田舎教師ときどき都会教師

テーマは「小学校教員の働き方と生き方」&「本、旅、人」

たった一度の人生、話しかけない手はない

 単純なことだが、私は今でも、バスや列車、そしてローカル線の飛行機などで隣の席に座っている人に必ず話しかけるようにしている。航空機などの座席で誰と隣り合うかは自分で決められない。言い換えれば、自分の人脈を越えた未知の人がそこにいるのである。話しかけない手はない。

大前研一『旅の極意、人生の極意』講談社、2006)

 

 午後、墓参りの後に、旅仲間のTさんの個展に足を運びました。SNS経由で「ジョージアトビリシの友人のところに居候中です」という連絡をもらって、相変わらずだなぁと思ったのが1年前。前回の個展は3年前だったので、久し振りの再会です。

 

 話しかけない手はない。

 

 インドのカルカッタで画家のTさんと知り合ったのは20年前。

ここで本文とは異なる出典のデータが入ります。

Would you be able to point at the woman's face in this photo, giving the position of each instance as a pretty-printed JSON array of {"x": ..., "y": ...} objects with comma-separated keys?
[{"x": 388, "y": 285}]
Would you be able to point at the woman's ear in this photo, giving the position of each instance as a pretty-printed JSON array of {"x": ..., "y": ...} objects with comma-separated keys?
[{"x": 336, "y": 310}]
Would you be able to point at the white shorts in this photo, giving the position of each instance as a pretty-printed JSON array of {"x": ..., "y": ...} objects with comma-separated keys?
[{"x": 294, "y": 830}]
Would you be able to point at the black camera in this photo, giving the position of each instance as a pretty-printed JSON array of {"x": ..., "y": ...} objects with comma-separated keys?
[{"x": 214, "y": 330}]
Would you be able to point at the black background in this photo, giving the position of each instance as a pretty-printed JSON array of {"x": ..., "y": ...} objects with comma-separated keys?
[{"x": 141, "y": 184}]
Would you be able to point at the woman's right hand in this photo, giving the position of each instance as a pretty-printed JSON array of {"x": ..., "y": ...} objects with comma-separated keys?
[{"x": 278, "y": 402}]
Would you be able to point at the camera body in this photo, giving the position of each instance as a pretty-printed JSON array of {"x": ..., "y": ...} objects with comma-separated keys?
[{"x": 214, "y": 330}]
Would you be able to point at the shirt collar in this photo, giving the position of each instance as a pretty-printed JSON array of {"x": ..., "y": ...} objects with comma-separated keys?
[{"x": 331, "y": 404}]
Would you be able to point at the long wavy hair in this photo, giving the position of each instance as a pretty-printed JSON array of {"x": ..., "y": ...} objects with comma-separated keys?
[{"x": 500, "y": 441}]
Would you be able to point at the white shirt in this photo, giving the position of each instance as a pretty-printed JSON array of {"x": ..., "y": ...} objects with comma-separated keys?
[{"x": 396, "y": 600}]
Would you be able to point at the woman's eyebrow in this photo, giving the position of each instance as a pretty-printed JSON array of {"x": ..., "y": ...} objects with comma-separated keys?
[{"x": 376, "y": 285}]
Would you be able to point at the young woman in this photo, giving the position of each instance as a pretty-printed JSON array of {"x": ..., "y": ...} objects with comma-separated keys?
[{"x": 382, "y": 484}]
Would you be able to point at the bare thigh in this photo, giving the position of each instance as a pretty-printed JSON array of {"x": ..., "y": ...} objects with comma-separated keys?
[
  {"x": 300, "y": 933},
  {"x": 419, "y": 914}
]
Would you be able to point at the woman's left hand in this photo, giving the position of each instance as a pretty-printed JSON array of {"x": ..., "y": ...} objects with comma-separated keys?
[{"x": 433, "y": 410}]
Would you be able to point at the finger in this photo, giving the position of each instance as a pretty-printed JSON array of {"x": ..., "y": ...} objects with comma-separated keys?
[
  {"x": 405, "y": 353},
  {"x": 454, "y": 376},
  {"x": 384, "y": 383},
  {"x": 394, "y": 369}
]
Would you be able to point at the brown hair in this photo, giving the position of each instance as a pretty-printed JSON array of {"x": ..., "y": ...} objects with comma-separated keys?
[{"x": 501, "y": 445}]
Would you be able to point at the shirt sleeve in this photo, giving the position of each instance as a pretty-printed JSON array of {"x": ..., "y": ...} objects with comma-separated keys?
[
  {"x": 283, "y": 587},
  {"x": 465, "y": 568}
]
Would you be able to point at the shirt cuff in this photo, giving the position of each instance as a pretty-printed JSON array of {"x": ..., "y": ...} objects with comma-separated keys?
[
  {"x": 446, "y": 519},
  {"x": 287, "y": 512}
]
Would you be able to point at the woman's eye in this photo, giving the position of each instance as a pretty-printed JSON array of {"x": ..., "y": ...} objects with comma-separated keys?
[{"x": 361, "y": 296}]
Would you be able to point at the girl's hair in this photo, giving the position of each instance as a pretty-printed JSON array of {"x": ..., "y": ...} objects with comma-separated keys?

サダルストリート(安宿街)にあるゲストハウスのドミトリー(16人部屋)で、Tさんが声をかけてくれました。

 

 Tさん「飯、もう食べた?」
 わたし「あっ、まだです!」

 

f:id:CountryTeacher:20190814105625j:plain

Tさんと出会ったゲストハウス

 夕飯を一緒に食べた後に、ゲストハウスの吹きさらしの屋上でおもしろい話をたっぷりと聞かせてもらってから、ほろ酔い加減で就寝。翌朝、「帰国は半年後くらいかな。個展には女の子を誘って来るように。会場が華やぐから」と言って旅立っていったTさん。

 

 若い頃は北欧で皿洗いをしたり、パリのモンマルトルで似顔絵を描いたりして日銭を稼いでいたというTさん。人生の節目を迎えるたびに、そして今なお、外国を転々としながら絵を描き続けているTさん。就職祝いにガンジス川の絵を贈ってくれたり、世田谷のアトリエ兼ゲストハウスに招待してくれたり。あれから20年。

 

 わたしはパパに。
 Tさんはジジに。

 

f:id:CountryTeacher:20190823120332j:plain

一枚一枚の絵に、旅先でのエピソードを添えて

 

 今回、個展の会場に着くなり「田舎教師くん、オレ80になっちゃったよ」と笑顔でTさん。年齢のことは知らなかったので、びっくり。と同時に、何だか胸がいっぱいに。Tさんの笑顔が、あの頃と同じだったからでしょうか。 

 

 不審者云々の問題があって、(特に都会の)子どもたちにはなかなか伝えにくいことですが、

 

 たった一度の人生、ほんと、話しかけない手はありません。